TransCanada set to boost Keystone pipeline
Turns up the heat on rival Enbridge as it aims to add oils sands link to key U.S. hub
DAVID EBNER
Globe and Mail
31-Jan-2007
CALGARY -- TransCanada Corp. increased the intensity of its competition with archrival Enbridge Inc. yesterday, saying it is ready to spend $700-million (U.S.) more on a proposed oil sands pipeline to expand and extend a project that is already budgeted at $2.1-billion.
TransCanada's Keystone pipeline would be a 3,000-kilometre link connecting Alberta with southern Illinois. The firm yesterday said it is ready to see whether oil producers want to support an added link to a key hub at Cushing, Okla., as well as back total capacity of 590,000 barrels a day, up from 435,000.

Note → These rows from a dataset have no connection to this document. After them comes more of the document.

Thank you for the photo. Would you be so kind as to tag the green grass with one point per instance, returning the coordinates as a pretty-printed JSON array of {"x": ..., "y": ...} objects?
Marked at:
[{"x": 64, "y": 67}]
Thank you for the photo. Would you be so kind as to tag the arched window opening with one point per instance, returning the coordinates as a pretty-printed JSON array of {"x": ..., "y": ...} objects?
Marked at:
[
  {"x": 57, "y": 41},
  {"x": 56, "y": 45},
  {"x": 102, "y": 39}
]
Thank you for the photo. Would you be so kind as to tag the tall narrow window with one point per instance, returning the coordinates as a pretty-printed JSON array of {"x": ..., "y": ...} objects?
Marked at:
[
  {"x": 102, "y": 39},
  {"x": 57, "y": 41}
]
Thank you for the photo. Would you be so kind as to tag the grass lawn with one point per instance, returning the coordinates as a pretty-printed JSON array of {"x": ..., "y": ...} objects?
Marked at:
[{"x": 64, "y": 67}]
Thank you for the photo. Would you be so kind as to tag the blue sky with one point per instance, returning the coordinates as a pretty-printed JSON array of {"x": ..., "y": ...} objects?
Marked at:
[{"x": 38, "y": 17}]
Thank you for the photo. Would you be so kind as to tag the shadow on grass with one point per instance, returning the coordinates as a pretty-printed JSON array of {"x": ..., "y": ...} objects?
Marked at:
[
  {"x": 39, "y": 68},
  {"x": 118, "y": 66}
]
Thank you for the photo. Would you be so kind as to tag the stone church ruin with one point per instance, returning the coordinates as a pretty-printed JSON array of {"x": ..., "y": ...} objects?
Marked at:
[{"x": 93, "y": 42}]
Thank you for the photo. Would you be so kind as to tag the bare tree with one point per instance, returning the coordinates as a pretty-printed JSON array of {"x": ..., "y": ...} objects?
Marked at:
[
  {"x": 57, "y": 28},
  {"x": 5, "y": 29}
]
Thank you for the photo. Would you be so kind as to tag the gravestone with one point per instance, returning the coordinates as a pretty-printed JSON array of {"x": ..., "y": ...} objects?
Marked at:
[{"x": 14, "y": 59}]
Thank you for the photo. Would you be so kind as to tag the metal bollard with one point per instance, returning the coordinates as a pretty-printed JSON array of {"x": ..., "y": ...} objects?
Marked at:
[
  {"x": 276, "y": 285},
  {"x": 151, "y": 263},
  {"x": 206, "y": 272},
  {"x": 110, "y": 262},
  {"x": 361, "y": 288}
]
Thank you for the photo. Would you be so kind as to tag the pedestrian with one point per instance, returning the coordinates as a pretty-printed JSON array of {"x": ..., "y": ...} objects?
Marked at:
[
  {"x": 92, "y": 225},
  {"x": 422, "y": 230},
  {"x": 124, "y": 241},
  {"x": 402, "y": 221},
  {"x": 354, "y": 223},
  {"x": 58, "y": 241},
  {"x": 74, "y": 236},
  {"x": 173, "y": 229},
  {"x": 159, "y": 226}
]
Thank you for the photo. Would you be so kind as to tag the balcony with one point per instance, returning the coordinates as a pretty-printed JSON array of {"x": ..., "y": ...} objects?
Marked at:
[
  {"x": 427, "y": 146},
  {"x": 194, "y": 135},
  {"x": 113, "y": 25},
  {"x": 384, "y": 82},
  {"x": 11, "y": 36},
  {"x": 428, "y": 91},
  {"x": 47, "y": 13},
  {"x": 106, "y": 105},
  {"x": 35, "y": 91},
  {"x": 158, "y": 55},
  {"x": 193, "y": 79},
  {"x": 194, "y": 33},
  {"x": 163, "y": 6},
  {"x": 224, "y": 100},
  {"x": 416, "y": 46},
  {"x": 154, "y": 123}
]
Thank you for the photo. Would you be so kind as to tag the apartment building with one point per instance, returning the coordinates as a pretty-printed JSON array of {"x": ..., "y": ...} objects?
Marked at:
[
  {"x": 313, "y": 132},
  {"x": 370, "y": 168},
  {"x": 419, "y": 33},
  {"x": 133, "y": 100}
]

Last week, Enbridge said it had "industry support" to spend $2-billion for a new pipeline to move an additional 450,000 barrels to carry increasing output from the oil sands in northern Alberta. It would be on the same route that Enbridge's mainline follows, Canada's largest oil export connection that can carry almost two million barrels a day from Alberta to the U.S. border with a link to Chicago.
TransCanada, Canada's biggest natural gas pipeline company with significant power generation assets, is headquartered across the street in downtown Calgary from Enbridge, an oil pipeline company with some gas pipeline assets. Both are fighting to build the first big new line to handle anticipated oil sands production.
If the Keystone expansion and extension is successful, as much as 200,000 barrels a day of the total 590,000 could move to Oklahoma, with a further potential connection to Texas, TransCanada said on a conference call that discussed quarterly earnings.
"We've had very strong interest from the [oil] shipping community out of Alberta to get more of Keystone down to the Cushing hub and from there down to the Gulf Coast," TransCanada chief executive officer Hal Kvisle said on the call.
Canadian oil first started moving to the hub of Cushing last year when Enbridge's Spearhead connection with a capacity of 125,000 barrels a day linked the city with Chicago. The line immediately had a market impact, increasing prices for lower-grade oil from Canada -- typical of the country's output -- as the product was dispersed to more markets.
Cushing is the physical delivery point of crude oil for contracts of light, sweet crude -- also known as West Texas intermediate -- traded on the New Your Mercantile Exchange.
TransCanada said that if the expansion and extension of Keystone are not successful, it still plans to forge ahead with the original 435,000-barrel-a-day Keystone plan, which is supported by long-term shipping deals of 340,000 barrels a day, led by ConocoPhillips Co.
In the fourth quarter, TransCanada profit fell 23 per cent to $269-million (Canadian) or 55 cents a share from $350-million or 72 cents a year earlier. Excluding a one-time gain in 2005's fourth quarter for the sale of assets, profit in 2006's fourth quarter was up 14 per cent from $235-million or 48 cents.
In all of 2006, excluding the gain from asset sales, profit was $1.05-billion or $2.12 a share, up from $852-million or $1.75.
Stock of TransCanada rose to $39.22, up 16 cents or 0.4 per cent, and is near an all-time intraday high of $41.35 reached early this month.
In a presentation with its conference call, TransCanada said it has produced a total shareholder return, including stock gains and dividends, of 15 per cent in the past year and 20 per cent annually over the past five years.